Proud to Be Who I Am
I sometimes wonder if I need these medications at all. It started as child when I was diagnosed with ADD. The doctors put me on Ritalin, which I reacted to, so then they experimented with upping the doses and different drug cocktails. I remember once, when I was in middle school, I was up at five thirty on a school night daydreaming about staging a military coup. It sounds ridiculous in retrospect, but those medications did that to me. And to the doctors, more medications were the solution. I ended up refusing to take any medications when I was in high school, but I abused caffeine substantially to replace the stimulant effect of Ritalin type drugs, and I ended up having side effects as well. When I was in my early twenties, I was hospitalized with psychosis. I realize now that a lot of things could have caused this, including the copious amount of caffeine that I was consuming, but the doctors diagnosed me with schizophrenia and avoidant personality disorder. I ended up taking heavy doses of antipsychotics for years, developed tardive dyskinesia, and I did this happily because my experience with psychosis was so unpleasant, and I believed them. In grad school, I asked to be put on Strattera for ADD, and I had a manic episode. Schizophrenia was gone, and I was diagnosed afterwards with bipolar disorder II, and most recently, panic disorder with agoraphobia. Being treated for anxiety has been helpful. The mood stabilizer is helpful too, although I feel less creative. It took years to convince psychiatrist to lower my dose. He never owned up to my side effects. He ended up committing suicide while under a storm of malpractice lawsuits, and I found out that he was dead in a session with my psychologist, who told me that he was the executor of his estate. He was covering for him the whole time.
During your mental health care, have you often felt hopeful about your chance of getting better?
Yes. I was treated as though I was a lost cause while I was misdiagnosed with chronic paranoid schizophrenia. However, at that time, I earned a bachelors degree and worked 40 hours a week.
During your mental health care, have you often felt hopeless about your chance of getting better?
Yes. When I recovering from a misdiagnosis, well, it made it impossible to understand myself. I lost hope when I was diagnosed with bipolar disorder. And at the same time, I had anxiety, which is caused or exacerbated by caffeine abuse. I had no idea what anxiety is or like or how it affected me, and my psychologist probably knew this and obscured it from me to protect that psychiatrist. The antipsychotic drugs caused obsessive compulsive symptoms, which generally involve a kind of self loathing and lack of faith in myself. I didn’t understand this until years later.
Has a mental health provider ever told you that you could not reach a personal goal because of your psychiatric diagnosis (for example, education, career, independent housing, relationship, children, etc.)?
Yes. A psychologist told me that I couldn’t go to medical school because I had schizophrenia.
If you overcame hopelessness that you could get better from a mental health or emotional problem, was there a turning point for you?
I am pretty much alone with this disease. There is a lot of stigma where I live, so everybody like me hides as much as they can.
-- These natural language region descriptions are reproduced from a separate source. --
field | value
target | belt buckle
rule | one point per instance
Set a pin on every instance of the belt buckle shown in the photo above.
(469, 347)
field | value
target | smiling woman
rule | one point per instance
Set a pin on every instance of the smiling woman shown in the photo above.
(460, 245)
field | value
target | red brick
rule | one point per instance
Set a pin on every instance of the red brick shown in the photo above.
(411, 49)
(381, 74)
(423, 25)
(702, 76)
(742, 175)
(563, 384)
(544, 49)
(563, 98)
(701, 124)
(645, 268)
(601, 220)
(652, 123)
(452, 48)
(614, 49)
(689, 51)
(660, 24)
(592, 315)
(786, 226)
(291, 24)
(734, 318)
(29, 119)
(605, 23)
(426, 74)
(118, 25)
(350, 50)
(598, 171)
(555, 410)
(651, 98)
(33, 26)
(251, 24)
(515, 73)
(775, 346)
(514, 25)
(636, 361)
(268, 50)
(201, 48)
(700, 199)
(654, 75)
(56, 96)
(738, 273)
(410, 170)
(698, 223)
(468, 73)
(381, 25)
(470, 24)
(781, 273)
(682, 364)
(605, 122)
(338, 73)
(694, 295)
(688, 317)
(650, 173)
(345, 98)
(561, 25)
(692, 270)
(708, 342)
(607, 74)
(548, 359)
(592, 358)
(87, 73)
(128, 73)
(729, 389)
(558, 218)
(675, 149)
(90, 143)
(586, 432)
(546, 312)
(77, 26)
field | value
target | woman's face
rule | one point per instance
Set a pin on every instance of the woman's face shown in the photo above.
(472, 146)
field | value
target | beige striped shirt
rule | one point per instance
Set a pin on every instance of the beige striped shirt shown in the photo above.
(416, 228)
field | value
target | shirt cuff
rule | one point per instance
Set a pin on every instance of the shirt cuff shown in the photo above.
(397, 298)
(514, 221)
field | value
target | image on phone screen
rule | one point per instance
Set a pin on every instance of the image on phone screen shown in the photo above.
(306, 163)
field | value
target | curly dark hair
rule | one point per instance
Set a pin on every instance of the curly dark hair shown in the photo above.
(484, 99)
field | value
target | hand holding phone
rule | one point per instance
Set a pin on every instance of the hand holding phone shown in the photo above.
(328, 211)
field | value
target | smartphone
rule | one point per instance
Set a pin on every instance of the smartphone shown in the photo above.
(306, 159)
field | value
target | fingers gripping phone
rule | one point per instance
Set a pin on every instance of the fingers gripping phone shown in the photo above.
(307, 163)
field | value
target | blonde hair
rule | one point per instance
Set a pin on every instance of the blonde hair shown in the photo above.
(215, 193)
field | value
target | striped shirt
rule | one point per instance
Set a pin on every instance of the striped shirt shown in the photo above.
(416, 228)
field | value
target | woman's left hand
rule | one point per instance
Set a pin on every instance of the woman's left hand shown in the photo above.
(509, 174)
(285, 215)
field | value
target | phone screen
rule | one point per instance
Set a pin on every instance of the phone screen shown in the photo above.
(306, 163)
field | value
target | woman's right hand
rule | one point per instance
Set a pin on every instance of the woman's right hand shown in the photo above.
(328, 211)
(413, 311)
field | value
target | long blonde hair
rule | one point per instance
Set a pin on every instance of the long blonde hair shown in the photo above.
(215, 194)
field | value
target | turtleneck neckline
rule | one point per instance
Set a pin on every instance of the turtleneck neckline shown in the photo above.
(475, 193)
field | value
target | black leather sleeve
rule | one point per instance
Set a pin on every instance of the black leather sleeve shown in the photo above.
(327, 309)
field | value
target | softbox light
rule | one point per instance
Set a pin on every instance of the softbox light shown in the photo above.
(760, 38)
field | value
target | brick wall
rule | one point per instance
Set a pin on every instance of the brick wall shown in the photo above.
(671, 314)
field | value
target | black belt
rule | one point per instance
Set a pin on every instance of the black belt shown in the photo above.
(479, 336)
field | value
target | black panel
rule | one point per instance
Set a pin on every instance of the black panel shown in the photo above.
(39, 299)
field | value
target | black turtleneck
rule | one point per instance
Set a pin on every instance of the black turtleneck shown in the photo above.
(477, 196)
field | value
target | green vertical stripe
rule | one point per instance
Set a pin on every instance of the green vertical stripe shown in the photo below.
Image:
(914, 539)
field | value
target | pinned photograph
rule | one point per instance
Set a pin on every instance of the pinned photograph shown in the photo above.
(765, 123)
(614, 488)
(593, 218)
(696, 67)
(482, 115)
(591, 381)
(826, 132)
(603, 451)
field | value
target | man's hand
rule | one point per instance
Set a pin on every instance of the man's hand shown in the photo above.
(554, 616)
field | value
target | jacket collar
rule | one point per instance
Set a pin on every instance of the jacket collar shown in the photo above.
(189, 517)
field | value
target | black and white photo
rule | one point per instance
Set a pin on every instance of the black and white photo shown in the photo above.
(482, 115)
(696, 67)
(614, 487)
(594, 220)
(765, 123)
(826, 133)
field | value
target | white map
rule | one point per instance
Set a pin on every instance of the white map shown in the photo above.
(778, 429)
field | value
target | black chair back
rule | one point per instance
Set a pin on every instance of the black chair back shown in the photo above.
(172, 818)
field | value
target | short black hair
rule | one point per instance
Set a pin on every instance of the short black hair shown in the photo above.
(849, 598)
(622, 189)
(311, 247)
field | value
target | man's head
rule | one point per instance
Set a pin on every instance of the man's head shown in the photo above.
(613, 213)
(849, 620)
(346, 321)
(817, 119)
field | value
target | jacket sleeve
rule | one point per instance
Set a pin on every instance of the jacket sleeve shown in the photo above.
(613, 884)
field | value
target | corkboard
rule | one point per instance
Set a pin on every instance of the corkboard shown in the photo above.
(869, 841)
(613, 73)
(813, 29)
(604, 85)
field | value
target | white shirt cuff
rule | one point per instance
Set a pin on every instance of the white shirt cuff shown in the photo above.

So to find a sense of identity, I studied what I later came to find out is called mad history. I researched eugenics, madhouses, lobotomies. I came to the conclusion that it is them against us. Maybe normality is an artificial and meaningless construct, but it exists, and it has disenfranchised me. In 1997, I was thrown to the ground and injected with harsh medications without my consent. The orderlies who did that to me were “normal.” They did it because I am not. And when I look at the media, at the ridicule, the abuse, the parading of mentally ill celebrities and talent show contestants to satisfy a sense of smugness and propriety, and I am proud to be who I am. I have seen what normal is from the ground looking up and I want no part of it. I discovered Mindfreedom International around that time, and I am very glad I did. I hope to open a chapter in my hometown and stop the abuses that happen every day here.
If you could send a brief message to someone receiving mental health care today who is feeling hopeless about getting better, what would you say?
There’s a light at the end of the tunnel. Sometimes we can’t see it, but it is there.
Can you give examples showing you have gotten better from a mental or emotional problem, such as how you are doing well or accomplishing goals you have chosen?
[I got a] bachelor’s degree and master’s degree while working full time. Married with one child. I own my home and car. I have very few friends, but they are close and I don’t have to pretend around them. I’ve held down the same job for 10 years, and I’ve been with my wife for 7.